We begin the Seder by opening a door, Ha Lachma Anya, or inviting in the hungry, the needy, and the enslaved. We offer the matzah as part of that welcome—it is a beautiful message offered freely and inclusive to all. We read about the four sons, each representing a different type, a cross section of the Jewish nation. What links the four together, despite their very different personalities and levels of observance, is the fact that they are all an intrinsic part of the Jewish people. During Pesach, we celebrate with them, as they collectively join us at the Seder table.

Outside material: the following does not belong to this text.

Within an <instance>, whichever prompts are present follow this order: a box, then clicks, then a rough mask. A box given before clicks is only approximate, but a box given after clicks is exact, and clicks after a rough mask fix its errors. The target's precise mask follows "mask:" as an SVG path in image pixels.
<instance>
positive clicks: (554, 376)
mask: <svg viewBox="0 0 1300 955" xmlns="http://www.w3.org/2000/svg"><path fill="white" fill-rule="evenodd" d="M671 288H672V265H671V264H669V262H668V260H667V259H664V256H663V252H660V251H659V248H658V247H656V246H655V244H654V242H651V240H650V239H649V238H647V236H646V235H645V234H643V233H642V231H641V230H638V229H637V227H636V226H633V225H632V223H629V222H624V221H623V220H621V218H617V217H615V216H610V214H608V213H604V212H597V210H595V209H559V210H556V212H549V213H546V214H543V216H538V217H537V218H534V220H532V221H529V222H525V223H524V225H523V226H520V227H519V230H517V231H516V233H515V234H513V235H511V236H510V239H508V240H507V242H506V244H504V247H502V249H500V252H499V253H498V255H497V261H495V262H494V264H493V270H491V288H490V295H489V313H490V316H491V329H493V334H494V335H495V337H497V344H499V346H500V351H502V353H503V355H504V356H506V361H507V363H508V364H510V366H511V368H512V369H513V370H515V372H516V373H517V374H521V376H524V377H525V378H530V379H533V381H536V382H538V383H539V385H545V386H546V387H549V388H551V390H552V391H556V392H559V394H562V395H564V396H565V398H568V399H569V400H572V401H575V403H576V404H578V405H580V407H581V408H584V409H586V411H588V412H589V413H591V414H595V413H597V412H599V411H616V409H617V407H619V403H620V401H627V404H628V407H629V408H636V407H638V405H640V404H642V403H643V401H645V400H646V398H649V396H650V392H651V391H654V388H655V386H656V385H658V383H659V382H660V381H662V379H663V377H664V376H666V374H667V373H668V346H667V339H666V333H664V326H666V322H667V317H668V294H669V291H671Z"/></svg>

Major General (Res.) Doron Almog, chairman of Jewish National Fund partner ALEH Negev-Nahalat Eran, writes:

“Memory is the most important definer of our essence. If we erase our memory, we cannot say who we are, what we are, and what we are doing in this world. In this sense, the axiom stated in the Passover Hagaddah, ’And you shall relate to your son on that day,’ is in actuality an existential command, ensuring our future from generation to generation by instilling an ethos of independence, the process of a nation’s transformation from a population of slaves to a people who dwell in security.”

But what if your son is the proverbial child who doesn’t know how to ask? Or, perhaps, like our son Eran, who was born with severe intellectual disabilities and never spoke, not even one word, in all of his 23-years? The Hagaddah’s answer is clear: ’Open up for him.’ You begin for him. It doesn’t say to be ashamed of him, or keep him separate, or distance him. The opposite is true. He sits with us on at the Seder table and he is an integral part of us. It is our responsibility to include even the most vulnerable, including those with the most severe disabilities in our world. We must open up for them the opportunity for hope.

The four sons the Torah speaks of – the smart son, the evil son, the simple son, and the one who doesn’t know how to ask – are metaphors for our entire nation, from the elderly to an infant: beginning with the smart one, with his great personal abilities; continuing to the evil one, always challenging the straight path; further to the simpleton, naïve and easily manipulated; and finally reaching the one who doesn’t know how to ask, who is totally dependent on our compassion. The one who doesn’t know how to ask personifies more than any of the others the lack of independence in which he finds himself. He relies on the dependency and compassion of others.

’You shall remember that you were slaves in the Land of Egypt,” is a commandment that repeatedly appears in the Bible. A central tool in the shaping of our heritage is remembering our original state of slavery and lack of independence. Stemming from this is the understanding that the very presence of the one who doesn’t know how to ask, his role in life, is to be the guiding light of our conscience. He is the one who reminds us of life’s priorities; he reminds of the value of our independence with which he was not blessed. He is the one who lets us know with his silent shout, ’Do not judge your friend until you stand in his place.’ He is the one whom it is easiest to bully, to discriminate against, and to deprive him of his rights. He is the one whose entire being is meant to bring us to the highest level of courage—the courage of giving honor and respect to every living creation. He is not able to do anything for himself, yet his very presence is a test of our humanity and our commitment to each other. He is the one who expresses more than any other the state of slavery; therefore, the more we do for him, the more we will be worthy of independence.

The more we do for him, the more inner strength we will have to show responsibility for each other. The more we do for him, the greater will be our love for humanity – the most powerful force to ensure our independence.

Rabbi Lord Jonathan Sacks, in his Pesach Haggadah, writes, “…What transforms the bread of oppression into the bread of freedom is the willingness to share it with others…” Being willing to share and include is also the first step in creating community buy-in and acceptance of those with disabilities, while freeing ourselves of that very human fear of difference. Breaking matzah together can ease the way toward reducing discomfort—over an evening replete with ice-breaking conversation and group activities.

An inclusive community is reminiscent of those first Seders in Egypt — doors open, tables set, bags packed — ready and hopeful for a community adventure all would experience together.

Our son has autism and he is always teaching us the meaning of unconditional love. Any child with disabilities has unique abilities and we should be focused on helping them, and most importantly, welcoming and bringing others like them to the Seder table with the rest of us.

I just came from Israel and there is a palpable sense of excitement within Jewish National Fund’s extended family in anticipation of the upcoming holiday, and the opportunities that are available for our children. Jewish National Fund’s work for individuals with disabilities and special needs in Israel, which I am privileged to lead, ensures that this child — and all of our children with disabilities — will have the same sense of belonging, of being part of the family, of being an integral part of the Jewish nation.

Yossi Kahana, a native-born Israeli, is the director of Jewish National Fund’s Task Force on Disabilities, an umbrella and coordinating body for the various JNF programs and partners for people with disabilities in Israel.